Written by: Dogster Team

Last Updated on February 13, 2024 by Dogster Team

owner cleaning up after the dog poop with bag

Do You Ever Get Used to Picking Up Your Dog’s Poop?

At the neighborhood dog park the other day, one of the other regulars noticed something about me that made him laugh: “You make a face every time you have to pick up dog poop.”

No way that could be true, I thought. I’ve been a dog owner for eight years. But sure enough, when I next had to pick up after my dog, Pelle, I caught myself involuntarily grimacing. To be honest, I’ve never gotten used to one of the most fundamental and grossest parts of dog walking: poop.

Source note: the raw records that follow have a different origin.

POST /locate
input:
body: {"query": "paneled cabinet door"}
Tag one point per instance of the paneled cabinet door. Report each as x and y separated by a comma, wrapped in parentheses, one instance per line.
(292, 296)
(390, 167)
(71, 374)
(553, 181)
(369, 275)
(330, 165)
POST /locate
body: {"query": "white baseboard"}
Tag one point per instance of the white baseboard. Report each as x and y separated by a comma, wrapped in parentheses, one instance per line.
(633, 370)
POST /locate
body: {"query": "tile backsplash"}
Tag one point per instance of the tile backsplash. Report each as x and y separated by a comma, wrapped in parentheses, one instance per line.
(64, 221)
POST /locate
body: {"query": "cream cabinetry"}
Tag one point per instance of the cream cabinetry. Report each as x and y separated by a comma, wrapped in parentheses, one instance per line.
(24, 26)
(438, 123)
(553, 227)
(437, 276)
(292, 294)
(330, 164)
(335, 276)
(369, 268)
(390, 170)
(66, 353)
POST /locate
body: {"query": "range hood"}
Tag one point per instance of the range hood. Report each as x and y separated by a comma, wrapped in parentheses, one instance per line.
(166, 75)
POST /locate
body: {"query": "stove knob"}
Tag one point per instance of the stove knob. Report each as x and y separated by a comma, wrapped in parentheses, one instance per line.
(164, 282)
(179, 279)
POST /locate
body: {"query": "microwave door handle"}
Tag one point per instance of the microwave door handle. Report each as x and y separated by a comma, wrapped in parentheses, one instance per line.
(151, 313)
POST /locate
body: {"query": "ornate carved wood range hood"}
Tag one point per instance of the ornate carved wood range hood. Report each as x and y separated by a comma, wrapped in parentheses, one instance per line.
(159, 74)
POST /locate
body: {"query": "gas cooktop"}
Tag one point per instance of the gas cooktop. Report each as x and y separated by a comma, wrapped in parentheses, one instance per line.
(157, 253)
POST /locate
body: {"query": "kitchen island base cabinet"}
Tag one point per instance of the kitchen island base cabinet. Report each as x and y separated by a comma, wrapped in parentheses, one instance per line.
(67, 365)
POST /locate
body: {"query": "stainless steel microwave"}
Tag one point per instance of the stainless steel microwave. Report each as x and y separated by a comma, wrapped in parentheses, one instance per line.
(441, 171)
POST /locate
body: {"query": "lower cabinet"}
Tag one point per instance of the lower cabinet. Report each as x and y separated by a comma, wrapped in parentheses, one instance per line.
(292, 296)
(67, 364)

I’m sure I don’t have to describe to you the ritual involved in this most tedious of pastimes: Your dog goes to the bathroom. You fish around your pocket or purse for one of your plastic poop bags. Most of the time, you find one. If you’re on the street, you steel yourself, hope it’s not too warm and that the bag doesn’t break, and throw the poop in the nearest garbage can. (If you’re in Brooklyn, like I am, you might find the nearest garbage can is several blocks away, which means that you often have to carry a bag of poop for many long minutes while running into every attractive opposite-sex acquaintance you have.)

woman throwing dog poop
Image Credit: Francesco83, Shutterstock

If you’re at the park, and your dog scampers off before you can mark where he relieved himself, you get the added bonus of having to find your dog’s waste somewhere inside a few hundred square feet of wet wood chips, dirt, and other, forgotten dog poop. This is a fun test: Can you spot the poop by watching where the flies gravitate? Can you close your eyes and smell your way toward the scent that’s more familiar than you’d ever want to admit? If you can, congratulations: You are accomplished in ways I’m sure you never imagined before you owned a dog.

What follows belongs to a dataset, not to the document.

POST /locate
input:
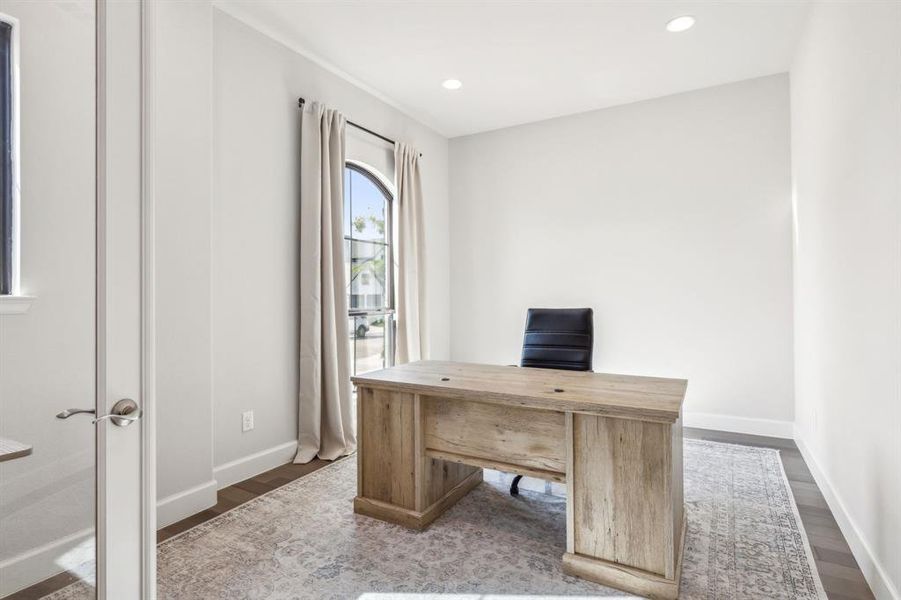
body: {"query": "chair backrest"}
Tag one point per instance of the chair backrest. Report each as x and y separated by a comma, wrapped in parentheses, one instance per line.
(558, 338)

Worse still is when Pelle poops, and I’ve run out of bags. In a public place like my neighborhood, this is a bona fide disaster. There’s no hiding. Here are some things I’ve used when I can’t find a bag and have to rifle through my purse: An especially long grocery store receipt. A pay stub. A wedding invitation (sorry, Paul and Cindy). I’ve even ripped corners off of cardboard boxes in construction sites.

My friend, Caroline, confessed that in a similar situation, she used her pocket knife to cut the top off an old plastic bottle she found and used it as a scooper, much to the revulsion of some nearby children. All of this is better than just leaving the poop in the street — which is rude and carries a large fine — but only marginally better. It can take me several hours to recover from having to carry a turd sandwiched between two torn cardboard box tabs from one neighborhood to the next while searching for a public trash can.

A wuss, you call me? You don’t have to tell me. There’s nothing I’d like more than to pick up Pelle’s butt presents with the sangfroid I’ve seen in other owners. At least I love my dog and the neighborhood’s dignity enough to overcome it. But I wonder if some of those other owners have never gotten used to it either and are only better at suppressing their “oh, gross” faces.